Abstract
Clostridium difficile (C. difficile) is a formidable pathogen causing various symptoms ranging from asymptomatic colonization to fulminant colitis among the elderly. C. difficile associated mortality rate has quadrupled in the last five years. A recent 10 year-literature review was conducted to determine a practical approach for elderly patients with C. difficile infection (CDI) in post-acute settings (PAS). Risk factors for CDI include antibiotic use, age over 65 years old, a prior history of CDI, institutionalization, and use of protein pump inhibitors (PPIs) or H-2 blockers. Diagnostic testing to confirm CDI can be challenging because of the relatively low sensitivity of most commercially available tests.

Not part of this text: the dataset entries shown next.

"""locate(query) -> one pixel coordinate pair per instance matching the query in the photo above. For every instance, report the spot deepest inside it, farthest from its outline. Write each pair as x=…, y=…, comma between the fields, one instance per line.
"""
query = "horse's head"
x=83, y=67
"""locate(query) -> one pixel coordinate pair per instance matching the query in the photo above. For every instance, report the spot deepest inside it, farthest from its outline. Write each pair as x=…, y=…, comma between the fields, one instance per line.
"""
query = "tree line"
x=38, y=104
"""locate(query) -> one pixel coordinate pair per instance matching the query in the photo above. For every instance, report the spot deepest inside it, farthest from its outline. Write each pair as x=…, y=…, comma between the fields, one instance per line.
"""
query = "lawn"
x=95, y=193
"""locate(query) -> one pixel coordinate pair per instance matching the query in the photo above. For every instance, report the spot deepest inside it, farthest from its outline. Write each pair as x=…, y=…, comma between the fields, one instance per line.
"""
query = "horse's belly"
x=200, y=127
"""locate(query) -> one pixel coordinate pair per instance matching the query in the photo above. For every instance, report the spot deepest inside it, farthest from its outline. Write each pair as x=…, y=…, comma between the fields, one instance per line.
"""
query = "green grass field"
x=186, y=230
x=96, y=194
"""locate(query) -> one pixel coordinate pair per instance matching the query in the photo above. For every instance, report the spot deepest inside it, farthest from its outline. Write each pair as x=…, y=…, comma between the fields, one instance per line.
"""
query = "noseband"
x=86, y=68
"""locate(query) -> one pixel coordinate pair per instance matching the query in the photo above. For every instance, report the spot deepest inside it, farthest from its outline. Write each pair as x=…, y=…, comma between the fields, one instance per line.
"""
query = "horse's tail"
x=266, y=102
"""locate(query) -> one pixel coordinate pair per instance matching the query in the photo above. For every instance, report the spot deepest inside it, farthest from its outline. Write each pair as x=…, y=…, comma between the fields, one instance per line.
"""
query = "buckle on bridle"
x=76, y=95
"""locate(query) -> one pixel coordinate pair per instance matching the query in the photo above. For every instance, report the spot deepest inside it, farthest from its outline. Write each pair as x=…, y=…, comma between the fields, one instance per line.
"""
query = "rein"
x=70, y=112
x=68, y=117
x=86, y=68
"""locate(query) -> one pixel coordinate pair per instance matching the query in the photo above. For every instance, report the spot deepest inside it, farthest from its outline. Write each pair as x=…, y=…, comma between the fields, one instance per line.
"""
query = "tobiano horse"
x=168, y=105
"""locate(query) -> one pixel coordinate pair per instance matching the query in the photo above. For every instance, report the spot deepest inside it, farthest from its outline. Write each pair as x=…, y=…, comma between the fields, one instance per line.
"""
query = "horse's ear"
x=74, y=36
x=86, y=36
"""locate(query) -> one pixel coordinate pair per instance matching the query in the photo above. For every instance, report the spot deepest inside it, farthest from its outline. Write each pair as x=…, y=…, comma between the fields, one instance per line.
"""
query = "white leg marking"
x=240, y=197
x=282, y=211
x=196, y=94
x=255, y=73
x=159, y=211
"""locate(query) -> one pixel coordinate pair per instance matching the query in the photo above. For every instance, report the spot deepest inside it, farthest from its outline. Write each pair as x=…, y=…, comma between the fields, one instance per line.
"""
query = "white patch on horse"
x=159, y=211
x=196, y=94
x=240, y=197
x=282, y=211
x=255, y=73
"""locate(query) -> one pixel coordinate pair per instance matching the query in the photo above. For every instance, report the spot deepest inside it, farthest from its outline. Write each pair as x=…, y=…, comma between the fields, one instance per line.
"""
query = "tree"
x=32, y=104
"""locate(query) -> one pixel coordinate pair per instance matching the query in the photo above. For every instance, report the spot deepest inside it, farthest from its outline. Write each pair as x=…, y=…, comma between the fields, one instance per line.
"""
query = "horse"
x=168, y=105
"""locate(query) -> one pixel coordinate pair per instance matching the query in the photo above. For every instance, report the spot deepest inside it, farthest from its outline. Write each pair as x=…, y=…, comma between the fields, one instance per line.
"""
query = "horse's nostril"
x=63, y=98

Strategies for the cost-effective management and prevention of CDI include surveillance of at-risk patients with appropriate testing, contact precaution of suspected patients, discontinuation of PPIs or H-2 blockers in selected patients, use of probiotics, and antibiotic stewardship. Treatment and management should be individualized based on risk factors, symptom severity, comorbidities, and history of prior CDI.
Highlights
Clostridium difficile (C. difficile) is a formidable pathogen causing various symptoms ranging from asymptomatic colonization to fulminant colitis [1]
The aim of this paper is to provide healthcare providers with updated C. difficile related infection (CDI) information for practical management including diagnosis and management for elderly patients with CDI in post-acute care settings (PAS)
Persons with compromised immune systems and predisposing medical conditions are more vulnerable to CDI, with the risk increasing in patients with any or multiple antibiotic exposures, use of protein pump inhibitors (PPIs)/H-2 blockers, gastrointestinal surgery, long length of stay in healthcare settings, serious underlying
Summary
Clostridium difficile (C. difficile) is a formidable pathogen causing various symptoms ranging from asymptomatic colonization to fulminant colitis [1]. Persons with compromised immune systems and predisposing medical conditions are more vulnerable to CDI, with the risk increasing in patients with any or multiple antibiotic exposures, use of protein pump inhibitors (PPIs)/H-2 blockers, gastrointestinal surgery, long length of stay in healthcare settings, serious underlying. PPIs, in short, exert a multitude of influences that create a preferential environment for C. difficile proliferation and subsequent toxin production, in the setting of previous antibiotic use, which suggests the discontinuation of PPIs for patients with CDI to prevent symptom exacerbation and recurrent CDI. When these patients are discharged to PAS, the PPIs are generally continued unless medication reconciliation is thoroughly reviewed This practice is unlikely to change until providers understand that the risk of significant gastrointestinal side effects is much lower than that of CDI.